Lamiaceae · perennial · introduced

Last updated

Data Coverage 2 of 6 dimensions
Site Data
Threats
Cultivars
Phenology
GDD Thresholds
Puget Sound

Bugleweed is the groundcover that fills the impossible spots: the shaded strip under the hedge, the slope along the north side of the house, the area beneath the tree where grass gave up years ago.

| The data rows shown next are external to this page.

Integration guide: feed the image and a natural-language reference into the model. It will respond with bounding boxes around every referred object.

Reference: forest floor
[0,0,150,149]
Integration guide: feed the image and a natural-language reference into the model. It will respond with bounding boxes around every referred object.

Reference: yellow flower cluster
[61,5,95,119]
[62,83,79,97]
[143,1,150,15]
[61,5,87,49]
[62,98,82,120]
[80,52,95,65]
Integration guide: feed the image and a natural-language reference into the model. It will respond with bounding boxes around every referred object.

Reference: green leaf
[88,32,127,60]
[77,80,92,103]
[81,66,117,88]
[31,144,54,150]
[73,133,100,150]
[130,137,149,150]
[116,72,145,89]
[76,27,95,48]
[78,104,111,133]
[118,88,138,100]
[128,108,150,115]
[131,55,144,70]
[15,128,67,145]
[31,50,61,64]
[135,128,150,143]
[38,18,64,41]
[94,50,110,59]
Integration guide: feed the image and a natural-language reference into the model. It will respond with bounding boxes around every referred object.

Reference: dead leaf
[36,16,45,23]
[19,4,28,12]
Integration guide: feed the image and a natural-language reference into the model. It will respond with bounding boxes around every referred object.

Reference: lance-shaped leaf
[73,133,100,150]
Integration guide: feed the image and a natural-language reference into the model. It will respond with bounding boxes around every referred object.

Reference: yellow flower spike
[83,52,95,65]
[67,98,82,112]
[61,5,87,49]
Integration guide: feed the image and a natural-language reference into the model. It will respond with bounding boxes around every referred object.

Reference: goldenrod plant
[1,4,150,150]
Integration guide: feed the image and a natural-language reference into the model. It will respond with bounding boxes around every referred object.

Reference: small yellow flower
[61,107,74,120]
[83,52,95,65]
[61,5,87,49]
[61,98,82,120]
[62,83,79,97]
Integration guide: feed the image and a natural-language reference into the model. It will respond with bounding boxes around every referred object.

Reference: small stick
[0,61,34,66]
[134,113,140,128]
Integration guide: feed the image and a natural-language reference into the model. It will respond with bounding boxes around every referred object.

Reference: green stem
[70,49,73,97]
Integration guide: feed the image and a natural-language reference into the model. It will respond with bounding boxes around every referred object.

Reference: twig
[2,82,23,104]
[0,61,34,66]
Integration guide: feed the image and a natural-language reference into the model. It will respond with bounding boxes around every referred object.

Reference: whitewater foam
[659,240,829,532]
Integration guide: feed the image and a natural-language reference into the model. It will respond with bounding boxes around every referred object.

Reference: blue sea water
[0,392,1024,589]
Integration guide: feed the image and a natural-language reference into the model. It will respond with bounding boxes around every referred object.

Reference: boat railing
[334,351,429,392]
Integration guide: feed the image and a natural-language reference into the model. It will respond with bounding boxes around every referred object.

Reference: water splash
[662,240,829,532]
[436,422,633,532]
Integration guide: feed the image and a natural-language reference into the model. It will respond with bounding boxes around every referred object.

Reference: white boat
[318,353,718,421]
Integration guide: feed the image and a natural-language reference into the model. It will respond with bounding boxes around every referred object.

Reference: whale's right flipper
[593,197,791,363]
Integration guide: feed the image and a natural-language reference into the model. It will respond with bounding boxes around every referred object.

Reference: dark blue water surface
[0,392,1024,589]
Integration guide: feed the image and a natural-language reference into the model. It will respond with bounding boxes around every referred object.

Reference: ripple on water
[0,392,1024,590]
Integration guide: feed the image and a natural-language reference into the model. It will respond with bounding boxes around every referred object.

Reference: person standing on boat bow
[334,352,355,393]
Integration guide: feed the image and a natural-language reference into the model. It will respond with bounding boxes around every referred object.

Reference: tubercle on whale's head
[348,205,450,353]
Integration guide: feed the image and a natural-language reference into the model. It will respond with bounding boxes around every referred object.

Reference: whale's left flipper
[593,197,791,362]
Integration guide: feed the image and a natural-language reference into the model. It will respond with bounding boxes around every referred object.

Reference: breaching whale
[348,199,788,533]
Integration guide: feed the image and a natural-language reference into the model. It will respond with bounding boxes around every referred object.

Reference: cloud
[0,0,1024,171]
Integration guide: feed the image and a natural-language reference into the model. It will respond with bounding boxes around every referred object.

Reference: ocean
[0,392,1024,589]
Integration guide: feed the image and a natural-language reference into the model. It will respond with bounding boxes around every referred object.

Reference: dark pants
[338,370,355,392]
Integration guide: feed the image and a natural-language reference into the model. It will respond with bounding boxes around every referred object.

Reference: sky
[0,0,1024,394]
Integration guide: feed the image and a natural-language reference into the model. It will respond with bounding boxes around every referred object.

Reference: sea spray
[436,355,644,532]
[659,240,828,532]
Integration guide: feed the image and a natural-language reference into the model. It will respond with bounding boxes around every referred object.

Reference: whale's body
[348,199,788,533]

It spreads by stolons into a dense, low mat of semi-evergreen foliage, and in early spring through early summer it sends up four to six-inch spikes of showy blue-violet flowers that attract bees when little else at ground level is blooming. Eight cultivars are available in the trade, ranging from 'Chocolate Chip' and 'Toffee Chip' with miniature bronze foliage to 'Black Scallop' and 'Braunherz' with near-black leaves, 'Burgundy Glow' with tricolor variegation, and 'Catlin's Giant' for larger-scale coverage.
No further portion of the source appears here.